GenSight will start a clinical trial in the UK testing a combination of gene therapy and a wearable device to restore sight in patients with retinitis pigmentosa.

The UK Medicines and Healthcare Regulatory Agency (MHRA) has accepted GenSight’s application to run a first clinical trial in the UK testing a new type of therapy with the potential to treat all forms of retinitis pigmentosa.

The Phase I/II trial, called PIONEER, will study the safety and tolerability of GenSight’s therapy, called GS030, in patients with end-stage retinitis pigmentosa with vision not better than “counting fingers.” The company expects to treat the first patient in the first quarter of 2018 and will measure the outcome after a year.

GS030 is a combination of a gene therapy and a wearable “optronic visual stimulation device.” The gene therapy step introduces a gene that encodes for a protein sensitive to light into specific neurons.
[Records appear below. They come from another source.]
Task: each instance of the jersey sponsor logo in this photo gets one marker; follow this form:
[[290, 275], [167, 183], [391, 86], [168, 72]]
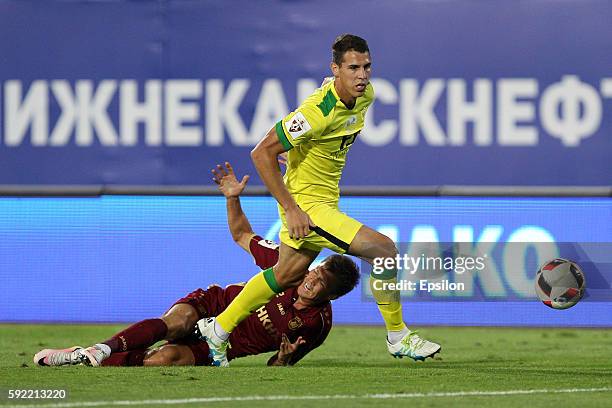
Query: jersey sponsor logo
[[264, 318], [295, 323], [350, 121], [297, 125]]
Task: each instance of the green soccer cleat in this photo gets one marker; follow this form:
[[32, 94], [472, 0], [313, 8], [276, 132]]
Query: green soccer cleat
[[59, 357], [205, 330], [413, 346]]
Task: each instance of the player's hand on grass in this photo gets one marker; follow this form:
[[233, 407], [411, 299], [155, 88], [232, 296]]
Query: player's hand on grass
[[287, 348], [227, 181], [298, 223]]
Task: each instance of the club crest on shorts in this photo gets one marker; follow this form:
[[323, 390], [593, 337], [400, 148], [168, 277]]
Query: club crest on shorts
[[295, 323], [297, 125]]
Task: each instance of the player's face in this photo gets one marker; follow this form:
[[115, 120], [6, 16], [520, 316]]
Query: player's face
[[353, 75], [316, 287]]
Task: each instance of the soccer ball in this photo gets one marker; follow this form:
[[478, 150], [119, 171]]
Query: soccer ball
[[559, 283]]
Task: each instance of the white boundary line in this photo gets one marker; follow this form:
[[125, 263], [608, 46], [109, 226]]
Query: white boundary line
[[309, 397]]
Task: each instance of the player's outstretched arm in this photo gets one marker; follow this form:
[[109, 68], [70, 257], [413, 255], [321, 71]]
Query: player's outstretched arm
[[238, 223], [286, 351], [264, 157]]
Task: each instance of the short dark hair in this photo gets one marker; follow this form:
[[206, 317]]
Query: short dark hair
[[347, 42], [344, 274]]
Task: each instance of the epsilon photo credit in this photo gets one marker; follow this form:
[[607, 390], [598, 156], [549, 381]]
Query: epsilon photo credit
[[288, 203]]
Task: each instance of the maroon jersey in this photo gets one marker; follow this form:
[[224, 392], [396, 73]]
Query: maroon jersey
[[261, 331]]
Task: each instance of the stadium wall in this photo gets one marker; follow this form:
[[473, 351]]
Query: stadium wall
[[125, 258], [154, 93]]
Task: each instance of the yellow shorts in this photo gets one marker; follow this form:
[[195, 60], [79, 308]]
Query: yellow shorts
[[334, 229]]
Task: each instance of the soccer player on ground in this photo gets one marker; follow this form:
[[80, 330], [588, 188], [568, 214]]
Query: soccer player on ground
[[294, 323], [318, 136]]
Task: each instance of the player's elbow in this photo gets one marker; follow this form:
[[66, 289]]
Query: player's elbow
[[259, 153]]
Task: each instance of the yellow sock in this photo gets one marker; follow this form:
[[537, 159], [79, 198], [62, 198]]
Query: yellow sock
[[388, 302], [257, 292]]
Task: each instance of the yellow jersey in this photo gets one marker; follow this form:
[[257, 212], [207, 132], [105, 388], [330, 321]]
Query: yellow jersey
[[318, 136]]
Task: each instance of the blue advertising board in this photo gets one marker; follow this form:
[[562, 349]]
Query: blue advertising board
[[157, 92], [126, 258]]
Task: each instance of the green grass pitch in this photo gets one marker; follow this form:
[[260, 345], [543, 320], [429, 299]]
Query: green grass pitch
[[475, 364]]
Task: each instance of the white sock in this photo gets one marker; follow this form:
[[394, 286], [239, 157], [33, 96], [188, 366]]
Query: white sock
[[104, 348], [395, 336], [220, 332]]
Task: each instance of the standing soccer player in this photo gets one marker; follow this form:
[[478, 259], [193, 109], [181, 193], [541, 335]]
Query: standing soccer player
[[317, 137]]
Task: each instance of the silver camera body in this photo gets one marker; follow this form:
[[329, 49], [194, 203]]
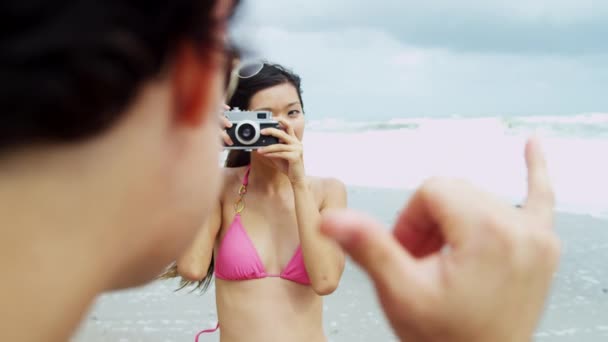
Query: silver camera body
[[246, 129]]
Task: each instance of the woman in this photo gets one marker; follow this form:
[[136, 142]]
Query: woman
[[263, 243]]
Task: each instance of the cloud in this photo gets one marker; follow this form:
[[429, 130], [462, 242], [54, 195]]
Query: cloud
[[478, 58], [517, 26]]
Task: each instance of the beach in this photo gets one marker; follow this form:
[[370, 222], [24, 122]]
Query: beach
[[576, 311]]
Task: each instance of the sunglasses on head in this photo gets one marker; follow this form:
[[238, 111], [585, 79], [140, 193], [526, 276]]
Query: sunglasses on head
[[240, 69]]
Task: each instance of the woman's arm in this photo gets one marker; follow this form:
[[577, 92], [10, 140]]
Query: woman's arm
[[323, 258], [194, 263]]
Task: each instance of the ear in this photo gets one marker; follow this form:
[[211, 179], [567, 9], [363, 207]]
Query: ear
[[193, 82]]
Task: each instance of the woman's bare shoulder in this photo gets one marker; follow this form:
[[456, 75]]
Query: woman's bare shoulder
[[232, 176], [325, 186]]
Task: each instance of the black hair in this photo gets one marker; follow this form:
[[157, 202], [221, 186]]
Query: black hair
[[69, 68]]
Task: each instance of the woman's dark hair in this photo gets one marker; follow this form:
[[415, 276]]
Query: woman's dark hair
[[69, 68], [271, 75]]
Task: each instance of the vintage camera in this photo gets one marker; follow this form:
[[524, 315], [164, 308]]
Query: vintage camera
[[246, 127]]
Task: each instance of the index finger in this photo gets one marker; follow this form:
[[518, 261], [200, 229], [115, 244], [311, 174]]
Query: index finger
[[288, 127], [540, 193]]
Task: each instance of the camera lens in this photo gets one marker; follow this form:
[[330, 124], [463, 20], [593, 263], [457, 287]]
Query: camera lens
[[246, 132]]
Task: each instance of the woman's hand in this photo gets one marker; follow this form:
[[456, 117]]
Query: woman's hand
[[288, 155], [225, 123]]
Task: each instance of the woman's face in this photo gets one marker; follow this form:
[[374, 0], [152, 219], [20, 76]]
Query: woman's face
[[283, 101]]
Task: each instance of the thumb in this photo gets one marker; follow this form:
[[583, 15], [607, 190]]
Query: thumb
[[374, 248]]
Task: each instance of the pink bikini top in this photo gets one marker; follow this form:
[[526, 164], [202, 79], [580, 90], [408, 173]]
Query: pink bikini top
[[237, 258]]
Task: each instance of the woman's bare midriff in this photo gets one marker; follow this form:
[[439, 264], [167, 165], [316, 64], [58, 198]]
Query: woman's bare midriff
[[268, 309]]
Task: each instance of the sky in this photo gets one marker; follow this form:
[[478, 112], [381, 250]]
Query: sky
[[370, 60]]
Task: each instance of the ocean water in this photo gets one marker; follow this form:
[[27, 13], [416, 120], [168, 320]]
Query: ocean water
[[488, 151]]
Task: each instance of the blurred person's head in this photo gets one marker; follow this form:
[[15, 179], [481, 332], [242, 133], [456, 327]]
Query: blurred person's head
[[272, 88], [109, 123]]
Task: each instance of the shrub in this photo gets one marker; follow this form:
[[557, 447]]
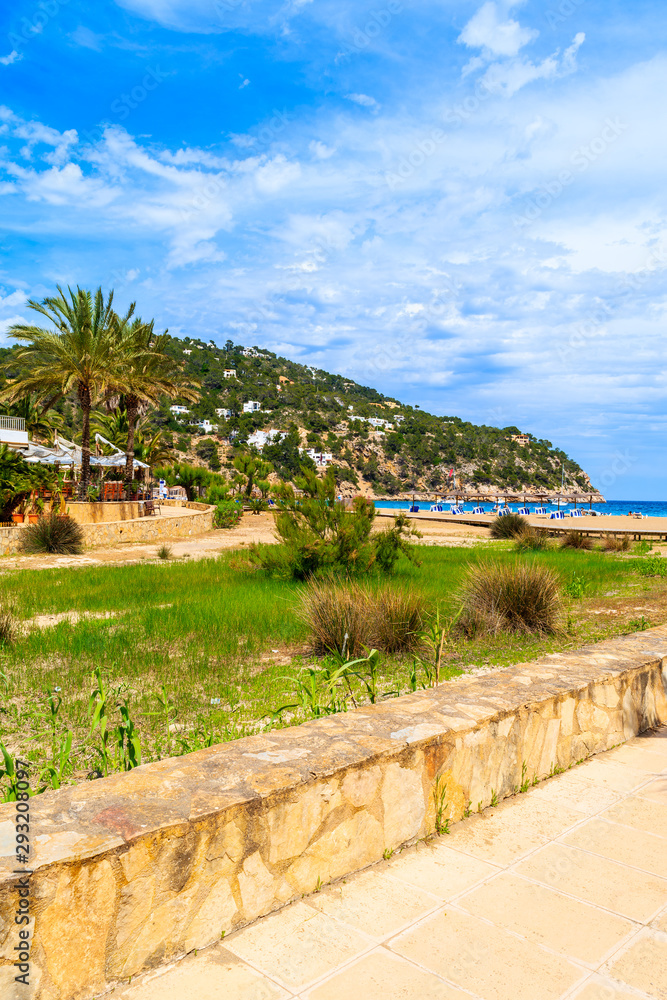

The wearable device is a pair of goggles that capture images and transform them into light patterns that stimulate the light-sensitive proteins in the neurons, which send the visual signal to the brain.

The need to transform the visual signals stems from the fact that the light-sensitive protein delivered to the neurons has less sensitivity than that of healthy human photoreceptors. This information is processed in a pocket computer the size of a mobile phone.

CEO and co-founder Bernard Gilly stated that the therapy could also be extended to other retinal diseases such as dry age-related macular degeneration (dry-AMD).